Мальчик в ковбойской шляпе на снимке радостно и беззаботно улыбался.

Даша взяла следующую фотографию, на обороте детским корявым подчерком было надписано: другу Костеку от подруги Иры. Девочка, лет шести, с большими бантами на подвитых хвостиках весело смотрела в объектив, у нее были чудесные ясные, вероятно, серые или голубые глаза, и маленький независимо вздернутый нос.

– Ирочка Иванова, соседка по двору… Довела Костю до слез, когда они играли в песочнице, дразня его толстяком… Выпала с четвертого этажа. Разбилась насмерть.

Колоскову стало страшно.

«Вот так милая женщина, – подумал он. – Да она же сумасшедшая! Нормальный человек не станет собирать такой жуткий архив… А может она того… за брата мстила? Можно и с горки спихнуть, и под качели бросить, и с балкона…»

Даша сидела вполоборота к нему, и Колосков опасливо покосился на ее профиль, страшась увидеть очевидные признаки безумия в ее лице.

«Как бы мне в архиве не оказаться», – трусливо подумал Пал Палыч, и услышав новый комментарий, произносимый все тем же будничным тоном: « Пятеро старшеклассников отобрали у Кости мяч… Красно-белый мяч, который я подарила ему на день Рождения и который он бросал в ржавое ведро…», – взглянул на газетную вырезку, которую Даша ему показывала.

У Колоскова все поплыло перед глазами. Ему показалось, что он теряет сознание: из пяти фотографий, помещенных над газетным некрологом, взгляд выхватил лица его лучших школьных друзей – близнецов Федоровых, Кирилла и Сережи. Улыбаясь хорошими открытыми улыбками, они смотрели прямо на него. Природа – удивительная волшебница – создала два абсолютно одинаковых лица, но повинуясь внезапному капризу, пометила лицо Кирилла особой приметой – почти белой, словно наполовину выгоревшей левой бровью. У Сергея же обе брови были черные, одинаково ровные. И характер у Сережи более ровный спокойный, тогда как Кирилл – отчаянный хулиган и сорви-голова, был проклятием для учителей и родителей чистеньких домашних мальчиков.

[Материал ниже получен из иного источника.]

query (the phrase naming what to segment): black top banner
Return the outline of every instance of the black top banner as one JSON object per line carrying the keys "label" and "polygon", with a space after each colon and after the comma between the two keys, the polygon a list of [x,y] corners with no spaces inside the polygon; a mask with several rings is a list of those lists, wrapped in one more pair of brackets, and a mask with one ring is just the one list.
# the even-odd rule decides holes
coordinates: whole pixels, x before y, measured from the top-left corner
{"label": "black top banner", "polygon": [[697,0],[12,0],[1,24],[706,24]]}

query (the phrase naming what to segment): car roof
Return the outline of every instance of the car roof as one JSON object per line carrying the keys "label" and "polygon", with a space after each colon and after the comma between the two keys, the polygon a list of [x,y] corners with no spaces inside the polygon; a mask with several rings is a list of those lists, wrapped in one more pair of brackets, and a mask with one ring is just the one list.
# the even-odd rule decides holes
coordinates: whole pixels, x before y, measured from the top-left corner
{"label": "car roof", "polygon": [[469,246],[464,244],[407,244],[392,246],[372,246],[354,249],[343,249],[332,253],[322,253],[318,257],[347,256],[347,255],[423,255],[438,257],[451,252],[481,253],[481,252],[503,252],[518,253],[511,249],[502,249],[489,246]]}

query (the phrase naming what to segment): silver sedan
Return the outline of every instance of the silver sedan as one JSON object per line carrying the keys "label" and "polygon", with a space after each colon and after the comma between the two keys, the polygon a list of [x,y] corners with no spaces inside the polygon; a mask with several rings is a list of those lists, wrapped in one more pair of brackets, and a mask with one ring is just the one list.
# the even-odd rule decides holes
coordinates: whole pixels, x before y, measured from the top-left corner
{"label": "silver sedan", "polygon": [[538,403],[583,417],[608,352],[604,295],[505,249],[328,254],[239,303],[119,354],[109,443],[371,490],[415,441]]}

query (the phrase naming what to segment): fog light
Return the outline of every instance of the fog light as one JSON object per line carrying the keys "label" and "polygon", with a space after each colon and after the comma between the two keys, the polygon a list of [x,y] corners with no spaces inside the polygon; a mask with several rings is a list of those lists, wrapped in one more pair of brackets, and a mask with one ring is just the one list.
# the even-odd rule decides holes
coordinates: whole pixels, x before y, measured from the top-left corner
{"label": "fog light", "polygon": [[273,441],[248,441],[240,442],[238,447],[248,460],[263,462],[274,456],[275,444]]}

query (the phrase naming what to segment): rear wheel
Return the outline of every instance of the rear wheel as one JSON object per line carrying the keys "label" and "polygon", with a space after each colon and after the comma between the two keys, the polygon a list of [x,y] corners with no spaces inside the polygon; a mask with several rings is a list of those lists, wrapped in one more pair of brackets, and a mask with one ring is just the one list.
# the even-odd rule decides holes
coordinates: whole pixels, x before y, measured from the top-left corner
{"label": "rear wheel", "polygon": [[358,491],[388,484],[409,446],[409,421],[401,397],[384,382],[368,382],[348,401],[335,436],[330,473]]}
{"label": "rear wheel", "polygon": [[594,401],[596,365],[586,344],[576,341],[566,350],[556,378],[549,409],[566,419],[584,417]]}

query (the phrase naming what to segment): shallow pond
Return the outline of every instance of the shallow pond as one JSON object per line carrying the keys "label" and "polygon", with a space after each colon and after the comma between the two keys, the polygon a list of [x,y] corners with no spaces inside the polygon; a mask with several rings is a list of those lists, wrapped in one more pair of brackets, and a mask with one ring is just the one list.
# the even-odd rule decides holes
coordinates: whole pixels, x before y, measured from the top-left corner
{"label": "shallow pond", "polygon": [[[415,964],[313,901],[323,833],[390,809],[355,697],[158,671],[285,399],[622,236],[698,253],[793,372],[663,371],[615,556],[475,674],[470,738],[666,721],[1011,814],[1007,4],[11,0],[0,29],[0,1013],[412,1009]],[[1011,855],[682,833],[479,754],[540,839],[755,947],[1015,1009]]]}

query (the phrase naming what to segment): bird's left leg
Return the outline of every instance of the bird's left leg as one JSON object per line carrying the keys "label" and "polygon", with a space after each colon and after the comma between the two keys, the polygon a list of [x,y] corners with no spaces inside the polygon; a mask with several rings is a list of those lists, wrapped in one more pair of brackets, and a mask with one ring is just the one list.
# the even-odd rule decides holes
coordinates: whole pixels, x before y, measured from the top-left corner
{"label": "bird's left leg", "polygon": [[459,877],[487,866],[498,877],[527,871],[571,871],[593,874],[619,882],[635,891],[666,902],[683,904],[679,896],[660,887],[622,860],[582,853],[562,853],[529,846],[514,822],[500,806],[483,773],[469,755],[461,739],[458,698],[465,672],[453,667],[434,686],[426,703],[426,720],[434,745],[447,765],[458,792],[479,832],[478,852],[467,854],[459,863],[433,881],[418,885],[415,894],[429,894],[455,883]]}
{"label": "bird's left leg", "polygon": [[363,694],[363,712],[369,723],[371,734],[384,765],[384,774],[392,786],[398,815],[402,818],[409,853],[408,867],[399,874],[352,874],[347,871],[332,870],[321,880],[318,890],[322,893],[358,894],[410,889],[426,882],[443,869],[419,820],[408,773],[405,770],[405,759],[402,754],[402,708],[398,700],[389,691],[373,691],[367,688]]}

У Пал Палыча, взрослого самодостаточного человека, прожившего на свете больше трети века, защемило сердце и защипало глаза. Их дружба, когда-то скрепленная кровью на старом кладбище, была жива. Ребята умерли, а дружба умереть не могла. Просто Пал Палыч, словно заключив договор с Роком, двинулся дальше, а они остались там, в своем не закончившемся детстве, носиться по гаражам и лупить по мячу. Мяч. Красно-белый мяч.

И он вспомнил, как давным-давно они возвращались из школы в тот ржавый от облетевшей листвы холодный октябрьский день. Пал Палыч на минутку заскочил в магазин купить газировки, и вернувшись во двор, где ждали его пятеро одноклассников, увидел, как они носятся, перепрыгивая через замерзшие лужи, гоняя яркий на унылом осеннем фоне красно-белый мяч. А в стороне истошно ревел какой-то малыш, и серьезная девочка, лет четырнадцати, что-то возмущенно кричала парням. И они, наконец, обратив внимание на эти крики, вернули мяч, извинились и шутливо пообещали, что «больше не будут».

Это она толкнула их под КамАЗ?.. Отомстила за брата?.. Но как? Это невозможно.

Колосков встал. Даша, увидев его белое лицо, отшатнулась.

– Мне надо идти, – сдавленно выговорил он.

– Павел, я ведь ничего вам не рассказала… Прошу вас, не уходите! – У женщины были растерянные испуганные глаза. – Я не сумасшедшая! Я ведь только хотела…

– Даша, я вам позвоню. Обязательно позвоню, но сейчас мне надо идти, я должен подумать. До свидания!

Когда входная дверь захлопнулась, Даша разрыдалась. Никто никогда ничего не поймет. И никто не поможет.